N.O.V.A. 2 continues Gameloft’s tradition of exceptional FPS’s on the iPhone

A moment of silence for the Volterites. They never had a chance, you see. Well, they did, for a little while, when they were busy stomping all humanity into the ground as the two groups warred across the stars. But then a distress call went out and Kal Wardin, mankind’s one-person army, decided to answer it. The resulting one-man war was frantic, bloody, and a pretty ugly series of defeats for the aliens. Oh, and it also served as the story for N.O.V.A. 2, a delightful new FPS from Gameloft.

The game’s story continues the threadbare plot established in the first N.O.V.A., although it picks up about six years after the previous game and has a bit more narrative this time around. This time, the intro movie showcases Kal Wardin in the midst of a particularly hectic firefight in the cargo bay of a space ship. After shooting things up for a while, the intrepid hero manages to blow his Volterite opponents out an airlock (though he travels out with them) and proceeds to literally swan dive through the atmosphere onto the planet below. Wardin’s jet-boots malfunction, which cause a crash landing near a weapons factory that’s due to be destroyed.

N.O.V.A. 2

It’s at this point that players gain control of Wardin to begin the title’s sizable campaign, and anyone who played the first game is going to feel right at home as soon as the action actually starts. One of Gameloft’s biggest strengths is that it knows how to incorporate solid control systems in its titles, and it doesn’t disappoint here. The virtual thumbstick, the firing button, the solid camera controls, and the weapon selection system are all there. This time, however, the developers incorporated gyroscopic sensitivity for compatible devices; these controls are well-made, but their effectiveness depends on the player.

There’s still a little room for improvement, though. Many FPS games on PCs or consoles feature commands for crouching and quick evades. Unfortunately, Gameloft has yet to incorporate these design features into its games, though this is a minor complaint at worst. It is, however, a little weird to not have these movements accessible while the enemies on the screen dodge and roll all over the place.

In the first game, multiplayer action was pretty basic. This time around, Gameloft pulled out all the stops. Players have access to online and local multiplayer game modes, including Deathmatch, Capture-the-Flag, and Freeze Tag. There are a total of ten online maps to play through, it’s extremely easy to go online and find other people to play with, and the connections are extremely reliable.

N.O.V.A. 2

Visually, the game looks great. Things don’t look all that different from the original game (which looked stunning when it came out and things still look pretty good), although it seems like there’s a bit more detail present in character and level designs. This is still a Halo clone -though that’s only meant as a compliment- and the graphics will be a constant reminder of this fact.

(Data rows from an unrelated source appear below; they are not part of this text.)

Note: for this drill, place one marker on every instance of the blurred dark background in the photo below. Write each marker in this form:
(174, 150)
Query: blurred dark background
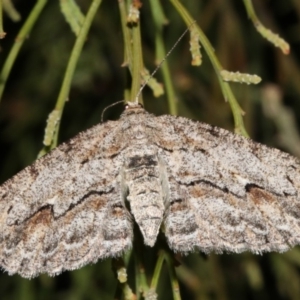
(272, 117)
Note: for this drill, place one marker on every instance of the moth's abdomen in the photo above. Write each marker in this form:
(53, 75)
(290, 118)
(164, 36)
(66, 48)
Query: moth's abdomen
(142, 179)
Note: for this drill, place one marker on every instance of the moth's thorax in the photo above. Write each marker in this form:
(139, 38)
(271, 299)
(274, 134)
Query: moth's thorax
(142, 177)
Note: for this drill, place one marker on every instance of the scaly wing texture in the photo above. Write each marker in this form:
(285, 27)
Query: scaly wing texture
(66, 209)
(226, 192)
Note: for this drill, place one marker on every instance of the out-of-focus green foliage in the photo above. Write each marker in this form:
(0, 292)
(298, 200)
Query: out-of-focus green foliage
(271, 117)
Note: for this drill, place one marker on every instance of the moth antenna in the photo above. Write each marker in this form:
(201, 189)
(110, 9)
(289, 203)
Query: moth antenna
(163, 60)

The audio, of course, is equally solid. The music is appropriately epic, the sound effects all feel in place, and the voice acting (as heard when Wardin’s colleagues communicate with him) is surprisingly decent.

Even though N.O.V.A. 2 doesn’t look significantly different from its predecessor, it does seem like there’s more action taking place on the screen at one time without any noticeable slowdown. This is particularly obvious when players find themselves manning turrets to mow down hordes or invading aliens, which almost makes up for the fact that these bits aren’t as much fun as the rest of the game. We tested the game on an iPhone 4, and the game looks very crisp and runs very smooth on Apple’s latest device.

With N.O.V.A. 2, Gameloft’s reputation for awesome FPS games continues to be well-earned. In some ways, the game is an improvement over its prequel, though its developers didn’t try to fix anything that wasn’t broken. It’s easily one of the best shooters available on the iPhone, and many will argue that it’s the best. Fans of the genre will be doing themselves a disservice if they pass this game up.